Rappelons tout d’abord quelques principes.
Comment la gestion adaptative des espèces est-elle censée fonctionner ?
La gestion adaptative consiste à redéfinir cycliquement la gestion d’une espèce, ou de ses prélèvements, selon l’état de cette population et des connaissances de son fonctionnement (source : ONCFS). Cette gestion est censée s’appuyer sur l’avis d’un conseil d’experts scientifiques.
Qui sont ces experts scientifiques ?
Le gouvernement s’est appuyé, selon ses propres termes, sur « L’avis minoritaire des 6 experts désignés par la Fédération nationale des chasseurs » pour prendre sa décision. Vous avez bien lu ! Ces experts ont été retenus parce qu’ils défendent la chasse, et non pour leurs compétences propres conformément à l’arrêté constitutif.
Soit. Voici donc leurs recommandations concernant les 3 premières espèces soumises à la gestion adaptative :
- la Tourterelle des bois : mise en place temporaire de quotas de chasse à zéro,
- le Courlis cendré : aucun prélèvement sur l’ensemble du territoire national,
- Barge à queue noire : fixation d’un quota de 210 individus de la sous-espèce islandaise en novembre et décembre.
Quelles sont les décisions prises pour la prochaine saison de chasse au final ?
Malgré les recommendations du Conseil des experts (pourtant chasseurs !), le projet d’arrêté ministériel prévoyait initialement de tuer 30 000 Tourterelles de bois, une espèce d’oiseau classée « vulnérable » en France et en Europe par l’Union internationale pour la conservation de la nature (UICN) ! Le ministère de la Transition écologique a finalement signé un arrêté qui fixe le quota de chasse à 18.000 Tourterelles des bois pendant la saison 2019-2020, soit cinq fois moins que le nombre chassé jusqu’à présent. « Avant cet arrêté, aucun quota n’était fixé, ce qui conduisait à un prélèvement estimé à 92.000 oiseaux par an », souligne le ministère dans un communiqué.
Certes, c’est moins que l’an dernier.
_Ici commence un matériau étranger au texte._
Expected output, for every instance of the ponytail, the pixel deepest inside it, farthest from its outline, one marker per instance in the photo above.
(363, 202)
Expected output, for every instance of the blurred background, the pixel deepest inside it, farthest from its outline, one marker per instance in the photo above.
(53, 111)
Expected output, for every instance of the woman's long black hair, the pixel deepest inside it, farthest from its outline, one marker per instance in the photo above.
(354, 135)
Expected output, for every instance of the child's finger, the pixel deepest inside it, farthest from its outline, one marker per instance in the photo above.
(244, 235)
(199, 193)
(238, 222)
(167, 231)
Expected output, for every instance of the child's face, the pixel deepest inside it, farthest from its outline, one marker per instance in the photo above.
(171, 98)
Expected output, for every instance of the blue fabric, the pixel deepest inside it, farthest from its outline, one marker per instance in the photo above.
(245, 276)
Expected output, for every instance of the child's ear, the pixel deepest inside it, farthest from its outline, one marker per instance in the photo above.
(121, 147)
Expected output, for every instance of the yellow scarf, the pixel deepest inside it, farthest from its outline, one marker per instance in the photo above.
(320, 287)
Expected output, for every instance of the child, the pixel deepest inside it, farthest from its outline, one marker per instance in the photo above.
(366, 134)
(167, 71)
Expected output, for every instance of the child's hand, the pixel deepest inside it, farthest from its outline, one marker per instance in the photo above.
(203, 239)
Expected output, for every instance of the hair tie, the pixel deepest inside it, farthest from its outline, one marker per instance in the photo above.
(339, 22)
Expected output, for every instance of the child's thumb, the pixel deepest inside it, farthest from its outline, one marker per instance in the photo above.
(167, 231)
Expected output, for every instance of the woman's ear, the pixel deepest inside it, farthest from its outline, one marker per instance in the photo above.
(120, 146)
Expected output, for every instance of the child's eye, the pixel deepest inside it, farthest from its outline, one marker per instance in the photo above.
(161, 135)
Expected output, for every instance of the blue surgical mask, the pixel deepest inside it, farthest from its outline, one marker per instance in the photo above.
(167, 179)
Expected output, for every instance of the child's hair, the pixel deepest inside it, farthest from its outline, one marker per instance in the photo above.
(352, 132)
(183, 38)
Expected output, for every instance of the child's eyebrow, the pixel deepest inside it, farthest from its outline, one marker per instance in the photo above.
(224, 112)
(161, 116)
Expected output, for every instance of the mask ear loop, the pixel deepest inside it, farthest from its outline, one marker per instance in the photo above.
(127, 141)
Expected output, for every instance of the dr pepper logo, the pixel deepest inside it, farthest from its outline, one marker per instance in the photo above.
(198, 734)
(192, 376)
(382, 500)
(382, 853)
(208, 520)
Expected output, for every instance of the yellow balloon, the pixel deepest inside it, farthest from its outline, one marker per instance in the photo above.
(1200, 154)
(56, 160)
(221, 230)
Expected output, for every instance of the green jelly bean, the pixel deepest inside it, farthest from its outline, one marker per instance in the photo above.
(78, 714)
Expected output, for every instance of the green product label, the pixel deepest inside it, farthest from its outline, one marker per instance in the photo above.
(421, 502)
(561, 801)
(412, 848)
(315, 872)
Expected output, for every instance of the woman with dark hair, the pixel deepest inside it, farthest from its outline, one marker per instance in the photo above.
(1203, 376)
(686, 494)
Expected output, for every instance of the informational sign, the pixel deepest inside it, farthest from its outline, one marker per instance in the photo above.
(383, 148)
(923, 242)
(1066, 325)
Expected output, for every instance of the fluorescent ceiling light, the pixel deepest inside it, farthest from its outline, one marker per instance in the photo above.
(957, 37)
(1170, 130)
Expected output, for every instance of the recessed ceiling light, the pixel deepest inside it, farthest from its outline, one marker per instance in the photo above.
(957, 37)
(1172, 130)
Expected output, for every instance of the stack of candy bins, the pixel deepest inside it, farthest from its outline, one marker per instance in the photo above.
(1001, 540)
Mais il faut savoir que la population de Tourterelles des bois a chuté de 80% en Europe ces 40 dernières années.
La LPO a dénoncé la décision sur la Tourterelle des bois, « qui en dit long sur la persistance du lobby cynégétique en France« , selon l’ONG.
Pour le Courlis cendré, les scientifiques recommandaient un moratoire. Le ministère avait pourtant fixé un quota de 6.000 animaux pouvant être tués pendant la saison de chasse ! Le Conseil d’Etat, saisi par la Ligue de protection des oiseaux (LPO), a suspendu l’arrêté ministériel il y a quelques jours, provoquant la colère des chasseurs.
Un troisième arrêté a reconduit la suspension de la chasse à la barge à queue noire.